Critiques

Interpol

Marauder

  • Matador Records
  • 2018
  • 45 minutes
6,5

Interpol est une formation que plusieurs fines bouches se plaisent à snober. D’autres, au contraire, n’y voient que du feu, encensant le désormais trio à chacune de leur sortie de disque ! Il faut avouer que ce qui mine l’appréciation du groupe est cette inconstance dont Interpol a souvent fait preuve au cours de sa carrière. Exemple : l’album éponyme paru en 2010 était d’une inutilité sans nom et El Pintor (2014) était un retour en force qui a redonné espoir à tous ceux qui croyaient encore au talent de la bande menée par Paul Banks.

Aujourd’hui, Interpol est de retour avec une nouvelle production : Marauder. Première chose qui étonne ? Le trio a confié la réalisation à une oreille extérieure, en l’occurrence le respecté Dave Fridmann (The Flaming Lips, MGMT, Mercury Rev, etc.). Après cinq albums, Interpol devait prendre quelques risques, eux qui avaient l’habitude de réaliser leurs créations.

Évidemment, la réalisation de Fridmann modifie grandement le son d’ensemble, même si les mélodies et les structures sont usuelles. J’en connais un petit bout sur le travail du réalisateur. Avec des groupes aux accents psychédéliques, ça fonctionne toujours très bien. Avec Interpol ? Un peu moins. Premier constat : la basse – partie importante du son de la formation – disparaît au profit d’un bouillon de guitares qui, aux premières écoutes, étouffent les mélodies de Banks. Du Fridmann pur jus.

Au fil des auditions, les chansons se dévoilent, les mélodies s’illuminent et on s’acclimate au changement, mais… Marauder n’atteint pas les standards de son prédécesseur, El Pintor. Ce n’est pas un échec retentissant, mais la force de frappe habituelle du groupe est diminuée. Sous la férule de Fridmann, la mixture inventive des guitares, inspirée fortement de la formation culte The Chameleons UK, devient pratiquement inexistante.

Cela dit, cette création contient assez de bonnes chansons pour obtenir la note de passage. Les meilleures ? L’extrait The Rover, l’émouvante Flight of Fancy, la quasi dansante Mountain Child, le petit penchant à la The National entendu dans NYSMAW et la conclusive It Probably Matters.

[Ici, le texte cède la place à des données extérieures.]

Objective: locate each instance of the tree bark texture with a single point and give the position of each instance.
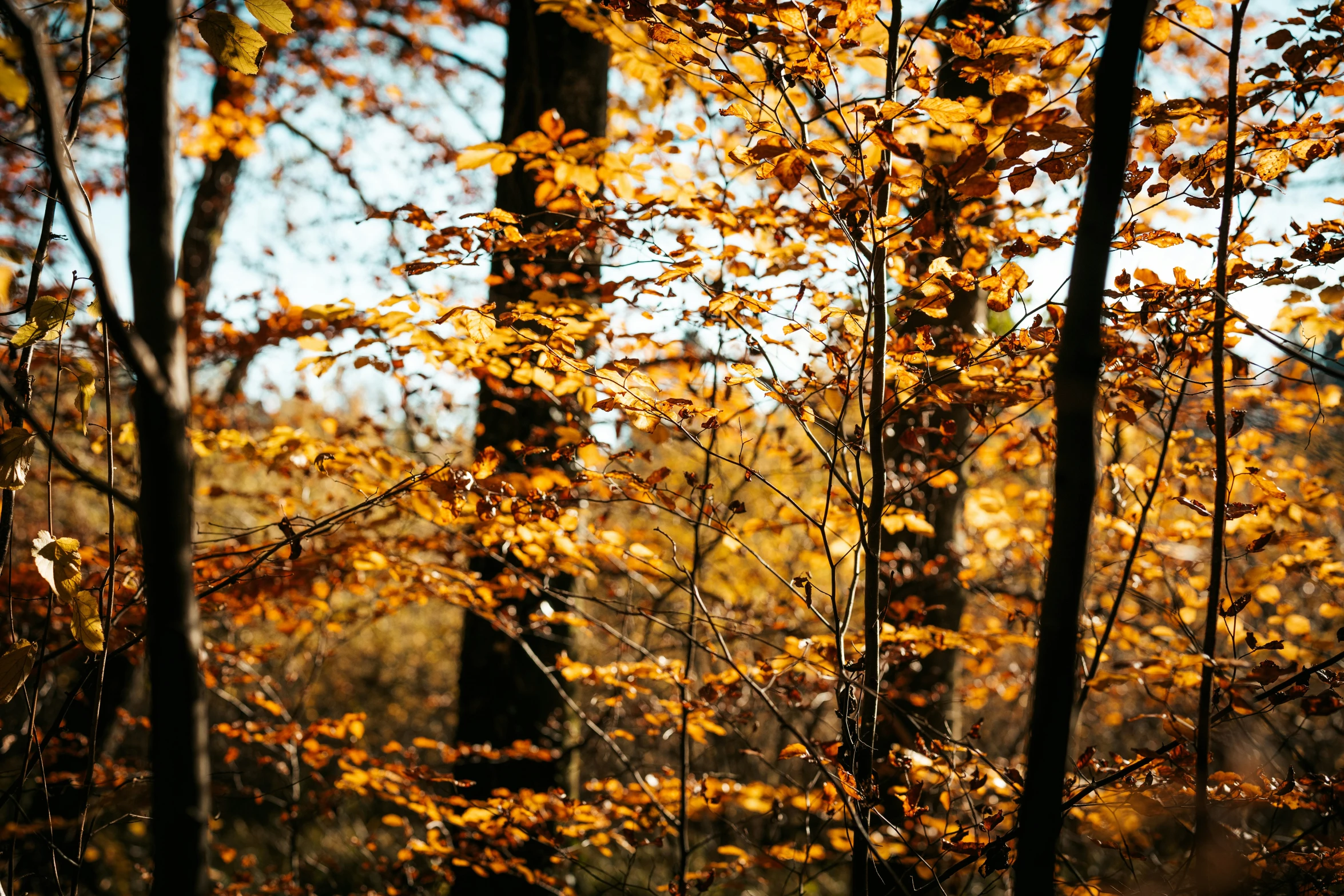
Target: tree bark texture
(924, 579)
(502, 694)
(210, 209)
(178, 708)
(1076, 464)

Je serai bon joueur. Interpol aurait dû mourir de sa belle mort depuis belle lurette. Le soubresaut El Pintor a permis au groupe de garder la tête hors de l’eau. Même constat pour Marauder. Ce disque est correct et aurait pu se bonifier avec un choix de réalisateur plus judicieux. Le mariage Fridmann / Interpol n’obtient pas les résultats escomptés même si les chansons sont au rendez-vous.